Pheroze Nowrojee, like most of the poets of his generation, is a great admirer of Christopher Marlowe,the English poet and dramatist.
He has a poem entitled, The Big Man to His People: Urban Variations on a Pastoral Theme, in which he draws heavily from Marlowe’s The Passionate Shepherd to His Love with its universally known first line “Come Live With Me and be my love,” written in a pastoral style.
Pheroze Nowrojee’s poem is clothed in quaint Elizabethan overtones style with refrains and sentence constructions of the Elizabethan period.
He uses such words as “Opacity,” “ Munificence,” and “Clement days”, that only students of Shakespeare and Christopher Marlowe can readily comprehend.
Other poems show his interest in the politics of his adopted land.
HARD LABOUR
He has a deceptive interest in the sheer beauty of the land. But underneath, this are the problems that come with that beauty. For Nowrojee, Nature does not heal. It is merely an insignia of unending problems.
The people who represented hope have “disappeared, and over the horizon too/There was only more of this pitiless ocean/And abandonment/This is not rain, this is anger.”
For Nowrojee writing poetry is “Hard Labour”. He was born into a middle class family with opportunities to traverse Kenya, the country he loves and other landscapes in the region.
He has the whole of East Africa as their homeland.
Pheroze Nowrojee is one of the most prominent human rights activists in Kenya.

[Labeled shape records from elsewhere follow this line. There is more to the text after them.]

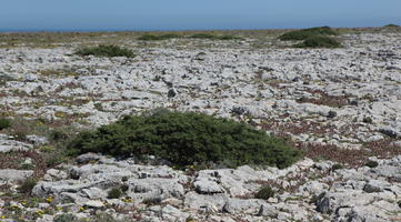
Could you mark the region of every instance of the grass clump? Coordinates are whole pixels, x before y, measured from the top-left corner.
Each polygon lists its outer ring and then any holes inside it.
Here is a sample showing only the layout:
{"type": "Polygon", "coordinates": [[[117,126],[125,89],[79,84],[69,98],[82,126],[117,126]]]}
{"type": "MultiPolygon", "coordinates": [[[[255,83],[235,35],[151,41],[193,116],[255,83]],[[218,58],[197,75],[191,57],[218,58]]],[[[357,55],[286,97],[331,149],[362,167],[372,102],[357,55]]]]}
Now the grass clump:
{"type": "Polygon", "coordinates": [[[9,127],[11,127],[11,121],[6,118],[0,118],[0,130],[4,130],[9,127]]]}
{"type": "Polygon", "coordinates": [[[283,139],[248,124],[168,110],[123,117],[112,124],[79,133],[68,147],[72,154],[156,155],[179,167],[212,162],[231,168],[240,164],[285,168],[301,157],[283,139]]]}
{"type": "Polygon", "coordinates": [[[274,191],[270,185],[263,185],[255,194],[255,199],[269,200],[269,198],[274,196],[274,191]]]}
{"type": "Polygon", "coordinates": [[[168,39],[178,39],[181,38],[179,34],[174,34],[174,33],[168,33],[168,34],[143,34],[141,37],[138,38],[138,40],[142,40],[142,41],[160,41],[160,40],[168,40],[168,39]]]}
{"type": "Polygon", "coordinates": [[[76,52],[79,56],[96,56],[96,57],[134,57],[134,53],[129,49],[123,49],[113,44],[100,44],[98,47],[83,48],[76,52]]]}
{"type": "Polygon", "coordinates": [[[342,47],[339,41],[330,37],[310,37],[302,43],[295,44],[295,48],[340,48],[342,47]]]}
{"type": "Polygon", "coordinates": [[[287,32],[279,37],[282,41],[294,41],[294,40],[305,40],[315,36],[337,36],[338,33],[332,30],[330,27],[314,27],[310,29],[301,29],[295,31],[287,32]]]}

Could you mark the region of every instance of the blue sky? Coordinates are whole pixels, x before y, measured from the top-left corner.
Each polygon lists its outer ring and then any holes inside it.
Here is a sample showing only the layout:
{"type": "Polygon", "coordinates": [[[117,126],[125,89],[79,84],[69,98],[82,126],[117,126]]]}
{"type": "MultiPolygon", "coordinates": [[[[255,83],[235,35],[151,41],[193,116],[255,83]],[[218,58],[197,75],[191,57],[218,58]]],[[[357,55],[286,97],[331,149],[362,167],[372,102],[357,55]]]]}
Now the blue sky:
{"type": "Polygon", "coordinates": [[[1,0],[1,31],[401,24],[401,0],[1,0]]]}

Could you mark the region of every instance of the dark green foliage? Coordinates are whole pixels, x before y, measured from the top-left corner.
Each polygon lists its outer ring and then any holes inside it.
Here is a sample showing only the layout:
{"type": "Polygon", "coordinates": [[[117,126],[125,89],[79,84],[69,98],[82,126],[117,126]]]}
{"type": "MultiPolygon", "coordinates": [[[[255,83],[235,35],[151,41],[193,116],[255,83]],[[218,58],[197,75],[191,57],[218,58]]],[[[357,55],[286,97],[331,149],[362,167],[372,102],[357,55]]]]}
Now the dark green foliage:
{"type": "Polygon", "coordinates": [[[123,49],[113,44],[100,44],[98,47],[90,47],[80,49],[76,52],[79,56],[96,56],[96,57],[134,57],[133,52],[129,49],[123,49]]]}
{"type": "Polygon", "coordinates": [[[6,118],[0,118],[0,130],[11,127],[11,121],[6,118]]]}
{"type": "Polygon", "coordinates": [[[330,37],[309,37],[302,43],[295,44],[297,48],[340,48],[342,47],[339,41],[330,37]]]}
{"type": "Polygon", "coordinates": [[[274,196],[274,191],[271,189],[270,185],[263,185],[255,194],[255,199],[268,200],[269,198],[274,196]]]}
{"type": "Polygon", "coordinates": [[[143,41],[160,41],[160,40],[168,40],[168,39],[178,39],[181,38],[179,34],[174,34],[174,33],[169,33],[169,34],[160,34],[160,36],[156,36],[156,34],[143,34],[141,37],[138,38],[138,40],[143,40],[143,41]]]}
{"type": "Polygon", "coordinates": [[[28,178],[18,188],[19,192],[30,194],[33,186],[38,183],[38,180],[36,178],[28,178]]]}
{"type": "Polygon", "coordinates": [[[340,169],[343,169],[344,167],[340,163],[335,163],[333,167],[331,167],[331,170],[332,171],[337,171],[337,170],[340,170],[340,169]]]}
{"type": "Polygon", "coordinates": [[[369,168],[377,168],[379,163],[377,161],[370,160],[365,163],[365,165],[369,168]]]}
{"type": "Polygon", "coordinates": [[[215,36],[210,33],[196,33],[190,36],[191,39],[211,39],[211,40],[238,40],[239,37],[232,34],[215,36]]]}
{"type": "Polygon", "coordinates": [[[119,199],[122,195],[122,191],[120,188],[112,188],[109,192],[108,192],[108,198],[109,199],[119,199]]]}
{"type": "Polygon", "coordinates": [[[384,27],[385,28],[399,28],[400,26],[398,26],[398,24],[385,24],[384,27]]]}
{"type": "Polygon", "coordinates": [[[315,36],[337,36],[337,34],[338,33],[334,30],[332,30],[330,27],[315,27],[310,29],[290,31],[279,37],[279,39],[283,41],[293,41],[293,40],[305,40],[310,37],[315,37],[315,36]]]}
{"type": "Polygon", "coordinates": [[[186,167],[199,163],[267,164],[285,168],[300,158],[283,139],[244,123],[199,113],[157,111],[123,117],[84,131],[69,144],[72,154],[157,155],[186,167]]]}
{"type": "Polygon", "coordinates": [[[72,222],[77,220],[78,218],[72,213],[63,213],[56,215],[53,222],[72,222]]]}

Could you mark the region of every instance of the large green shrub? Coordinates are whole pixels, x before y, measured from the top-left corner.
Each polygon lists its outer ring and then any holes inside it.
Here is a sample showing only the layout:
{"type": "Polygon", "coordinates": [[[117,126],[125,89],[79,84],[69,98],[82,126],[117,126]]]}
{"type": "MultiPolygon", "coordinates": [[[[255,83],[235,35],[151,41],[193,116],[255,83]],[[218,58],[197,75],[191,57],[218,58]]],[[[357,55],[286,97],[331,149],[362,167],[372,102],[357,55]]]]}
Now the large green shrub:
{"type": "Polygon", "coordinates": [[[180,36],[179,36],[179,34],[174,34],[174,33],[160,34],[160,36],[156,36],[156,34],[143,34],[143,36],[139,37],[138,40],[143,40],[143,41],[159,41],[159,40],[178,39],[178,38],[180,38],[180,36]]]}
{"type": "Polygon", "coordinates": [[[83,48],[78,50],[76,54],[96,57],[134,57],[134,53],[131,50],[113,44],[100,44],[98,47],[83,48]]]}
{"type": "Polygon", "coordinates": [[[337,36],[338,33],[332,30],[330,27],[315,27],[310,29],[301,29],[287,32],[279,37],[283,41],[293,41],[293,40],[305,40],[315,36],[337,36]]]}
{"type": "Polygon", "coordinates": [[[295,44],[297,48],[340,48],[342,47],[339,41],[330,37],[310,37],[302,43],[295,44]]]}
{"type": "Polygon", "coordinates": [[[11,127],[11,121],[6,118],[0,118],[0,130],[11,127]]]}
{"type": "Polygon", "coordinates": [[[152,154],[182,167],[213,162],[227,167],[267,164],[285,168],[300,158],[300,152],[283,139],[244,123],[170,111],[123,117],[116,123],[81,132],[69,149],[74,154],[152,154]]]}

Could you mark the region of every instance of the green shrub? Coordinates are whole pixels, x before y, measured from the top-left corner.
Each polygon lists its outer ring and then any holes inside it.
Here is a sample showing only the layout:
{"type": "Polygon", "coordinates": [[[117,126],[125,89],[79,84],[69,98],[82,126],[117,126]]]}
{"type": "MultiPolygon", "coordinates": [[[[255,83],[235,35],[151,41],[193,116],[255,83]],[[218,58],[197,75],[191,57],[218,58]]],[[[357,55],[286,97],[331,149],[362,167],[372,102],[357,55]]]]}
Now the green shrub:
{"type": "Polygon", "coordinates": [[[330,27],[315,27],[310,29],[301,29],[287,32],[279,37],[283,41],[293,41],[293,40],[305,40],[315,36],[337,36],[338,33],[332,30],[330,27]]]}
{"type": "Polygon", "coordinates": [[[385,24],[384,27],[385,28],[399,28],[400,26],[398,26],[398,24],[385,24]]]}
{"type": "Polygon", "coordinates": [[[109,192],[108,192],[108,199],[119,199],[122,195],[122,191],[120,188],[112,188],[109,192]]]}
{"type": "Polygon", "coordinates": [[[342,47],[339,41],[330,37],[309,37],[302,43],[295,44],[297,48],[340,48],[342,47]]]}
{"type": "Polygon", "coordinates": [[[331,167],[331,171],[337,171],[337,170],[341,170],[343,169],[344,167],[340,163],[335,163],[331,167]]]}
{"type": "Polygon", "coordinates": [[[271,189],[270,185],[263,185],[255,194],[255,199],[268,200],[269,198],[274,196],[274,191],[271,189]]]}
{"type": "Polygon", "coordinates": [[[233,120],[193,112],[157,111],[123,117],[116,123],[78,134],[71,154],[157,155],[176,165],[197,163],[267,164],[285,168],[301,153],[283,139],[233,120]]]}
{"type": "Polygon", "coordinates": [[[63,213],[54,216],[53,222],[73,222],[78,221],[78,218],[72,213],[63,213]]]}
{"type": "Polygon", "coordinates": [[[19,192],[30,194],[33,186],[37,185],[38,180],[36,178],[28,178],[18,188],[19,192]]]}
{"type": "Polygon", "coordinates": [[[142,40],[142,41],[160,41],[160,40],[178,39],[178,38],[180,38],[180,36],[174,34],[174,33],[160,34],[160,36],[143,34],[143,36],[139,37],[138,40],[142,40]]]}
{"type": "Polygon", "coordinates": [[[0,130],[11,127],[11,121],[6,118],[0,118],[0,130]]]}
{"type": "Polygon", "coordinates": [[[379,163],[377,161],[370,160],[365,163],[365,165],[369,168],[377,168],[379,163]]]}
{"type": "Polygon", "coordinates": [[[134,57],[133,52],[129,49],[123,49],[113,44],[100,44],[98,47],[90,47],[80,49],[76,52],[79,56],[96,56],[96,57],[134,57]]]}
{"type": "Polygon", "coordinates": [[[190,36],[191,39],[211,39],[211,40],[235,40],[241,39],[232,34],[215,36],[210,33],[196,33],[190,36]]]}

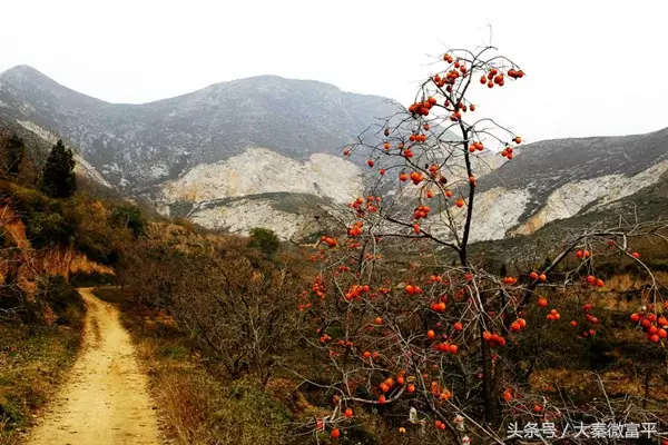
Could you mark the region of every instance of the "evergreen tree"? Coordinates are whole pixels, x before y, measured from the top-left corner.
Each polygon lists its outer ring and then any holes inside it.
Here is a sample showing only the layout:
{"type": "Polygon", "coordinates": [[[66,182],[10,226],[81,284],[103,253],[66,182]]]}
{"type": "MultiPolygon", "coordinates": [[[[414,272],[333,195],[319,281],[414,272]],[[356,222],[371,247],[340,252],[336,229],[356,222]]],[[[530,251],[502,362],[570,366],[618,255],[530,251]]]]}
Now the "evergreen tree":
{"type": "Polygon", "coordinates": [[[122,205],[111,212],[111,222],[116,226],[127,227],[132,230],[132,235],[138,237],[146,230],[146,219],[141,209],[131,204],[122,205]]]}
{"type": "Polygon", "coordinates": [[[41,175],[41,190],[52,198],[69,198],[77,191],[75,154],[62,140],[51,149],[41,175]]]}
{"type": "Polygon", "coordinates": [[[21,166],[21,161],[23,160],[23,156],[26,155],[26,145],[23,144],[23,139],[12,134],[7,138],[3,146],[4,162],[2,169],[8,175],[17,176],[19,174],[19,168],[21,166]]]}

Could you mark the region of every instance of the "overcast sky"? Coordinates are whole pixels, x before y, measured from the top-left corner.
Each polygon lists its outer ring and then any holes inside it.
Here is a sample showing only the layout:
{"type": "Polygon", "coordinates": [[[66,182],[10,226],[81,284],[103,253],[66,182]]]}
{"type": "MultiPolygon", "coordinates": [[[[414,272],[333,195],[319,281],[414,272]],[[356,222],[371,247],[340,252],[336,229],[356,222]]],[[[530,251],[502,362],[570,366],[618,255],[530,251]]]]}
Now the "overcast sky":
{"type": "Polygon", "coordinates": [[[134,103],[257,75],[407,102],[429,55],[483,43],[491,23],[528,76],[479,108],[524,139],[668,127],[666,0],[0,0],[0,71],[134,103]]]}

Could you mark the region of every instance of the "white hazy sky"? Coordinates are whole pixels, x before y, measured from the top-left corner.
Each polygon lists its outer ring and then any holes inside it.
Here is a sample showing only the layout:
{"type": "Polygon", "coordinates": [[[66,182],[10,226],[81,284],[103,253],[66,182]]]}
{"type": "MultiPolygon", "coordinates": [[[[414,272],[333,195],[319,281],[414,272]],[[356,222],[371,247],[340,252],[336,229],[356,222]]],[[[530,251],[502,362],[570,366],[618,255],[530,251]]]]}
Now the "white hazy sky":
{"type": "Polygon", "coordinates": [[[132,103],[269,73],[409,102],[428,55],[491,23],[528,76],[479,108],[524,139],[668,127],[666,0],[0,0],[0,71],[132,103]]]}

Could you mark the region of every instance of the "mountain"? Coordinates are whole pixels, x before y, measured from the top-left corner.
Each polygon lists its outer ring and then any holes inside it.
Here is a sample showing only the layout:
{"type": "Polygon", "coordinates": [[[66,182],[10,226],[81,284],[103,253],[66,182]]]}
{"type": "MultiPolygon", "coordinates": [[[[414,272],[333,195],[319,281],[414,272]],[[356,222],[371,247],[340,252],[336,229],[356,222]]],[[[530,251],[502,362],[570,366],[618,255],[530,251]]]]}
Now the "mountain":
{"type": "MultiPolygon", "coordinates": [[[[315,208],[364,191],[365,159],[342,159],[338,149],[395,111],[386,98],[275,76],[122,105],[27,66],[0,73],[0,119],[47,141],[62,137],[98,182],[164,215],[239,233],[265,226],[286,239],[316,231],[315,208]]],[[[477,169],[473,240],[532,234],[656,185],[668,170],[668,129],[546,140],[500,160],[484,151],[478,164],[488,167],[477,169]]]]}
{"type": "Polygon", "coordinates": [[[212,208],[253,196],[244,214],[285,237],[296,231],[277,221],[292,216],[276,208],[294,201],[289,194],[325,204],[361,192],[364,160],[343,160],[340,148],[395,110],[386,98],[276,76],[121,105],[81,95],[31,67],[0,73],[0,119],[49,141],[63,138],[98,181],[141,195],[167,215],[242,231],[248,227],[212,208]]]}
{"type": "Polygon", "coordinates": [[[295,159],[337,149],[389,99],[311,80],[259,76],[144,105],[108,103],[20,66],[0,75],[0,107],[19,121],[57,132],[114,185],[137,190],[177,178],[248,147],[295,159]]]}

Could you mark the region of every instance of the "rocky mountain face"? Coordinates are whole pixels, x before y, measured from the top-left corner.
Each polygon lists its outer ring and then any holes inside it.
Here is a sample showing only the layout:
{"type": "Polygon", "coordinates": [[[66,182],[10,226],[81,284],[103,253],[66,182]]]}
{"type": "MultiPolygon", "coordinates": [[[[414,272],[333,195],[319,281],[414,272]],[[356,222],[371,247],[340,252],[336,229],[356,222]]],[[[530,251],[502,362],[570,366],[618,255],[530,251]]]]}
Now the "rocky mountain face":
{"type": "Polygon", "coordinates": [[[60,135],[111,184],[136,190],[247,147],[295,159],[335,154],[394,108],[385,98],[274,76],[150,103],[107,103],[20,66],[0,75],[0,109],[60,135]]]}
{"type": "MultiPolygon", "coordinates": [[[[96,181],[164,215],[235,233],[264,226],[285,239],[316,231],[316,208],[364,192],[365,159],[342,159],[338,148],[395,110],[385,98],[274,76],[120,105],[30,67],[0,73],[0,120],[63,138],[96,181]]],[[[656,185],[668,170],[668,129],[536,142],[510,162],[483,155],[474,240],[531,234],[656,185]]]]}
{"type": "Polygon", "coordinates": [[[668,128],[647,135],[546,140],[480,181],[474,239],[528,235],[600,210],[668,171],[668,128]]]}

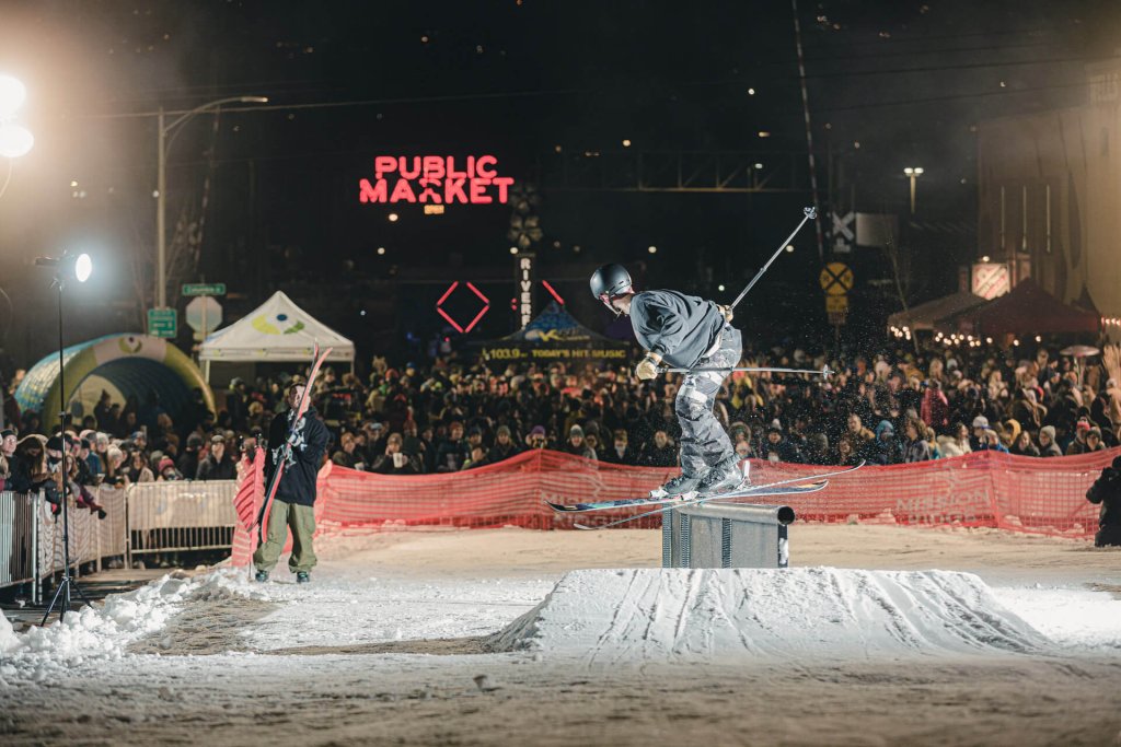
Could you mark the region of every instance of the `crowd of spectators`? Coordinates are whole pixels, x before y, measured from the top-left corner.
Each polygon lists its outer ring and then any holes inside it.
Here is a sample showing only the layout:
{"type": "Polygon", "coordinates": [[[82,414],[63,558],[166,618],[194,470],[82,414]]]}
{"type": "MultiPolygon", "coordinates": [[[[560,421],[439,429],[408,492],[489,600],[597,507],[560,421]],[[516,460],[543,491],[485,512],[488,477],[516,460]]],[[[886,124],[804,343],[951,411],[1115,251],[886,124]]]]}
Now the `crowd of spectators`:
{"type": "MultiPolygon", "coordinates": [[[[821,465],[900,464],[986,449],[1053,457],[1117,446],[1121,432],[1121,364],[1110,346],[1084,371],[1047,347],[1025,356],[1018,348],[929,346],[840,360],[776,347],[748,352],[743,363],[828,364],[836,373],[827,380],[729,377],[716,414],[742,457],[821,465]]],[[[155,393],[142,403],[113,402],[104,393],[65,439],[57,427],[44,429],[37,413],[22,413],[19,431],[3,431],[0,474],[9,489],[45,486],[52,475],[57,479],[66,448],[83,499],[90,496],[84,488],[101,484],[232,479],[242,454],[251,456],[285,407],[289,381],[288,374],[234,379],[217,393],[216,413],[200,391],[174,415],[155,393]]],[[[556,363],[495,371],[453,357],[421,368],[376,357],[364,381],[325,367],[312,400],[334,439],[330,459],[364,471],[458,471],[527,449],[671,467],[678,382],[639,382],[629,367],[556,363]]]]}

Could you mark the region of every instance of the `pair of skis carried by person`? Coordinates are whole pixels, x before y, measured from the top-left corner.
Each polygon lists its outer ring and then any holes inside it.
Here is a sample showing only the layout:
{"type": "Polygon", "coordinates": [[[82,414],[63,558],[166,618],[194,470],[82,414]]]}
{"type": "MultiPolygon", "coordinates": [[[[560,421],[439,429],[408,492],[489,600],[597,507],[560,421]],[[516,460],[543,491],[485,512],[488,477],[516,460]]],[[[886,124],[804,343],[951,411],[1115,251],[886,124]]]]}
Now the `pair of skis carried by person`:
{"type": "MultiPolygon", "coordinates": [[[[806,371],[736,366],[743,348],[740,330],[732,326],[733,310],[778,259],[802,226],[815,217],[813,208],[807,207],[804,213],[805,216],[794,233],[779,245],[767,264],[728,306],[674,290],[637,292],[631,283],[630,273],[620,264],[605,264],[592,274],[590,281],[592,295],[617,316],[630,317],[634,336],[647,351],[636,366],[636,376],[642,381],[650,381],[660,373],[685,374],[674,402],[674,412],[682,430],[679,455],[682,471],[651,491],[647,497],[571,505],[549,503],[555,511],[589,512],[649,504],[683,506],[715,499],[812,493],[826,486],[827,480],[824,478],[852,469],[809,475],[769,485],[751,485],[747,469],[741,468],[741,460],[713,412],[724,379],[734,371],[809,373],[824,376],[831,373],[828,367],[822,371],[806,371]]],[[[658,511],[661,508],[612,522],[605,526],[633,521],[658,511]]]]}

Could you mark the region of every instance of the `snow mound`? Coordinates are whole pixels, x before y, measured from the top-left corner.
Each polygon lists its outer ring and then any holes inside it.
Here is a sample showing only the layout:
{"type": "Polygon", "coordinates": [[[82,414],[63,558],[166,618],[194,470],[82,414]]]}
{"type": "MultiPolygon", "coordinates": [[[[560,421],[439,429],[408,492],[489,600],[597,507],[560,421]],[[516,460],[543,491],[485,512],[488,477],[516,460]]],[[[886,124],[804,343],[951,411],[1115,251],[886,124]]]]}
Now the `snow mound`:
{"type": "Polygon", "coordinates": [[[163,628],[188,599],[231,594],[254,594],[243,572],[165,576],[135,591],[111,595],[99,607],[67,613],[62,623],[24,634],[13,633],[4,619],[0,623],[0,682],[40,682],[90,660],[121,659],[130,643],[163,628]]]}
{"type": "Polygon", "coordinates": [[[1038,652],[972,573],[835,568],[584,570],[490,638],[587,661],[1038,652]]]}

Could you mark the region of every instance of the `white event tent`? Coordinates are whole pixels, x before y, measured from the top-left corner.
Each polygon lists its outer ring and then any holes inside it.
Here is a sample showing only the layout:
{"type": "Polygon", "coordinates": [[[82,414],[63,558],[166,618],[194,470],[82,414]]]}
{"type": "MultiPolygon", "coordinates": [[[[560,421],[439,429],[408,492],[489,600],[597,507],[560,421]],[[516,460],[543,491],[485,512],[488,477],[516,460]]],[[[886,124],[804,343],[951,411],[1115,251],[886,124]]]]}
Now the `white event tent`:
{"type": "Polygon", "coordinates": [[[212,362],[306,362],[312,360],[316,344],[321,349],[332,348],[327,361],[345,361],[354,370],[354,343],[278,290],[253,311],[210,335],[198,347],[198,360],[209,381],[212,362]]]}

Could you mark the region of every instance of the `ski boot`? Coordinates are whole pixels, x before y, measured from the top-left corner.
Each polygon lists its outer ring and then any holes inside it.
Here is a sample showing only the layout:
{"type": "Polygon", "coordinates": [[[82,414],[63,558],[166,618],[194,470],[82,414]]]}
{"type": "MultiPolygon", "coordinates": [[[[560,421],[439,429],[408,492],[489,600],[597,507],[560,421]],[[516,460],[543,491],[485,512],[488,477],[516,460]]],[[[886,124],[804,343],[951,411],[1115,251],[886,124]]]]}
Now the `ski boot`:
{"type": "Polygon", "coordinates": [[[656,487],[650,491],[651,498],[674,498],[676,501],[688,501],[696,497],[697,484],[701,478],[696,475],[686,475],[682,473],[677,477],[674,477],[668,483],[661,487],[656,487]]]}
{"type": "Polygon", "coordinates": [[[701,477],[696,492],[700,495],[729,493],[747,484],[747,471],[740,470],[740,457],[732,455],[721,459],[701,477]]]}

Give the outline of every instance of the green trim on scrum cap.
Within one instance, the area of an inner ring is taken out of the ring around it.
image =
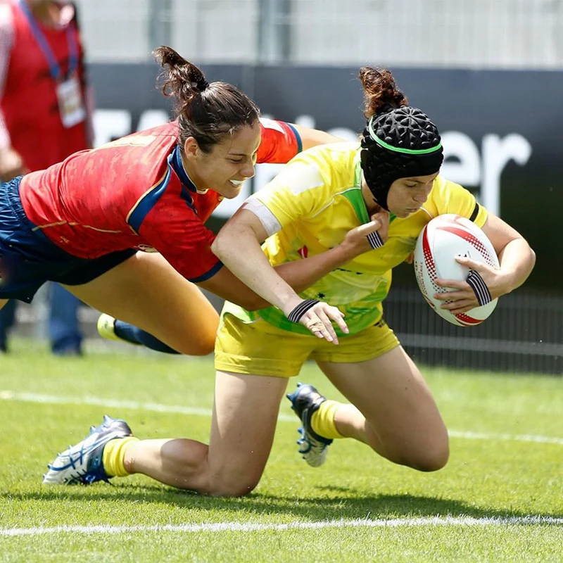
[[[431,147],[430,148],[400,148],[398,146],[390,145],[388,143],[386,143],[385,141],[382,141],[375,134],[373,119],[374,116],[372,115],[369,118],[369,121],[367,122],[367,130],[369,132],[369,137],[375,141],[378,145],[388,151],[394,151],[396,153],[403,153],[404,154],[428,154],[429,153],[434,153],[442,148],[441,143],[438,143],[436,146]]]

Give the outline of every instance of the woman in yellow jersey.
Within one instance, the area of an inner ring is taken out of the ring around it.
[[[60,475],[64,469],[68,481],[141,473],[205,494],[248,493],[270,454],[288,378],[310,358],[350,403],[327,400],[308,385],[289,396],[303,422],[301,451],[310,464],[324,462],[336,438],[354,438],[421,471],[446,463],[443,421],[422,375],[382,317],[391,270],[408,258],[424,226],[442,213],[471,219],[491,239],[500,270],[460,261],[477,272],[491,298],[524,282],[534,253],[469,191],[438,175],[443,160],[438,130],[407,105],[391,72],[365,68],[360,77],[368,120],[361,143],[318,146],[294,158],[247,201],[213,243],[229,270],[272,306],[250,312],[224,305],[215,344],[209,445],[139,441],[125,436],[125,422],[108,418],[91,438],[55,460],[54,470]],[[274,270],[322,255],[354,228],[365,229],[367,251],[300,294]],[[456,290],[448,293],[453,303],[444,305],[453,312],[479,304],[467,283],[441,285]],[[335,327],[333,342],[323,338],[330,325],[322,312],[325,302],[346,315],[347,328]]]

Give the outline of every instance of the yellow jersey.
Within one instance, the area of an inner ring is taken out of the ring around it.
[[[262,249],[273,266],[326,252],[340,244],[348,231],[370,220],[362,195],[359,144],[320,145],[301,153],[247,201],[251,210],[266,209],[265,220],[263,213],[259,216],[273,234]],[[424,225],[444,213],[471,218],[479,227],[487,218],[486,210],[469,191],[438,176],[417,213],[405,218],[391,214],[388,239],[382,247],[356,257],[300,296],[338,307],[350,334],[374,324],[383,314],[392,269],[415,250]],[[260,317],[279,328],[310,334],[275,307],[251,312],[227,303],[223,312],[248,322]],[[346,336],[336,330],[339,337]]]

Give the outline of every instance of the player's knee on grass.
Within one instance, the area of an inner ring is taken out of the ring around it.
[[[189,339],[179,343],[174,349],[188,356],[206,356],[213,354],[215,345],[215,335],[194,334]]]
[[[448,439],[437,440],[428,445],[424,450],[413,453],[408,456],[408,462],[405,464],[418,471],[438,471],[445,466],[449,457],[450,446]]]
[[[225,472],[212,476],[208,483],[207,494],[213,497],[243,497],[258,486],[260,476],[241,476]]]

He enjoys connections with India as an Indian Parsi.
Internationally, he is a barrister of Lincoln’s Inn and holds a BA from Xavier’s College.
He obtained an LLM from Yale in 1974. He is a citizen of the world. He has received multiple awards including International Bar Association. But despite the depressing situation around him, he is not without hope. In describing the land mass overlooking Entebbe he sees hope.
There is a quaint stylistic feature that runs through his poems and makes his well-chosen themes and subjects for his poems awe-inspiring.
His lines are couched in Elizabethan English and should be challenging to his 21st Century readers.
They mark an archaism that undermines Norwojee’s great effort to versify.